Tras resistir el acoso de las Fuerzas Republicanas de Costa de Marfil (FRCI), leales al presidente electo Alassane Ouattara, las tropas del presidente saliente de ese país, Laurent Gbagbo, pasaron ayer a la acción y atacaron una patrulla de la ONU.
El comando de la Misión de las Naciones Unidas en Costa de Marfil (ONUCI) —que no sufrió bajas— se vio obligado a responder y alcanzó a cinco integrantes de las fuerzas especiales del presidente Gbagbo, de los cuales se desconoce su estado, según un comunicado de la ONUCI.
El intercambio de proyectiles se dio después de que seguidores del Mandatario saliente alentarán, a través de un comunicado emitido el viernes en la televisión pública RTI, a la movilización de sus tropas «para proteger las instituciones de la República».
En el mensaje, un militar alertó de la necesidad de que «soldados de las Fuerzas Armadas» se unieran a sus unidades en Abiyán, las cuales soportaron hasta ayer el cuarto día de ofensiva militar por parte de la FRCI «y la ONUCI».

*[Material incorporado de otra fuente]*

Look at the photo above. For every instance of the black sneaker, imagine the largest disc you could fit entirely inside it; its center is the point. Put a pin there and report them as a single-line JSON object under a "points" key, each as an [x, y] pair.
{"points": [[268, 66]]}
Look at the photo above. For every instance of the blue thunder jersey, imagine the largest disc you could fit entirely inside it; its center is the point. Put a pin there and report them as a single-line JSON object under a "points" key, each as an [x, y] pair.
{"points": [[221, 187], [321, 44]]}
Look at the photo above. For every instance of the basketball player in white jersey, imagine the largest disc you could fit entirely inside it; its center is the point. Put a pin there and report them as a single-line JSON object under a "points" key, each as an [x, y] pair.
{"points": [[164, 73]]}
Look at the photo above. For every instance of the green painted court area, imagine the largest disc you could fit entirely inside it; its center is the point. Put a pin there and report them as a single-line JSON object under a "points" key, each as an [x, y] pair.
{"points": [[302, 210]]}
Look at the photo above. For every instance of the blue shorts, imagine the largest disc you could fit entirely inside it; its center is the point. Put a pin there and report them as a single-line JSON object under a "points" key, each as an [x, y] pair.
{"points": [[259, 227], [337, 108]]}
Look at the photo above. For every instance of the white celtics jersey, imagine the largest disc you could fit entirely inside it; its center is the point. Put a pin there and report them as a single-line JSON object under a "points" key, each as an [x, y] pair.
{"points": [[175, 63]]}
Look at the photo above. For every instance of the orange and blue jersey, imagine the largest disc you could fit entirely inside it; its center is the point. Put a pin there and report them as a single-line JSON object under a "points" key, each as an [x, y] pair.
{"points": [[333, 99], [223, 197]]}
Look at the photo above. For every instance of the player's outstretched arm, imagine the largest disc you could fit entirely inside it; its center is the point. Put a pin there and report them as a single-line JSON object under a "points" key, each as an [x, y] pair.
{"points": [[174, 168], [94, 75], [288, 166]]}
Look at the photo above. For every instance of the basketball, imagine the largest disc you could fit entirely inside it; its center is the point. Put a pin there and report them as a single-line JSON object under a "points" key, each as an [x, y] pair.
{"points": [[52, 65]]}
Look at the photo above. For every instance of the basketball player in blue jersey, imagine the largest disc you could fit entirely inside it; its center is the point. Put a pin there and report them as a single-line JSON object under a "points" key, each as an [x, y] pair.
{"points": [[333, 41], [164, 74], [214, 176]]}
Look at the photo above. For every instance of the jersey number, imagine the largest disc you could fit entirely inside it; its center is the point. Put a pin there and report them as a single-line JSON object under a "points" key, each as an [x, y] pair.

Las calles de Abiyán continúan desiertas por el éxodo masivo de marfileños en busca de zonas libres de conflicto y por el reinicio de hostilidades en las inmediaciones del Palacio Presidencial y de la Gendarmería de Agban entre los bandos de Gbagbo y Ouattara.
Por su parte, la Cruz Roja ha informado de la pérdida de centenares de vidas en la ciudad occidental marfileña de Duékoué durante esta última semana por «ejecuciones sumarias, matanzas y actos de pillaje». El martes, la institución cifró el número de muertes en 800. Sin embargo, la ONUCI indicó ayer que, entre el lunes y el miércoles, hubo 330 víctimas.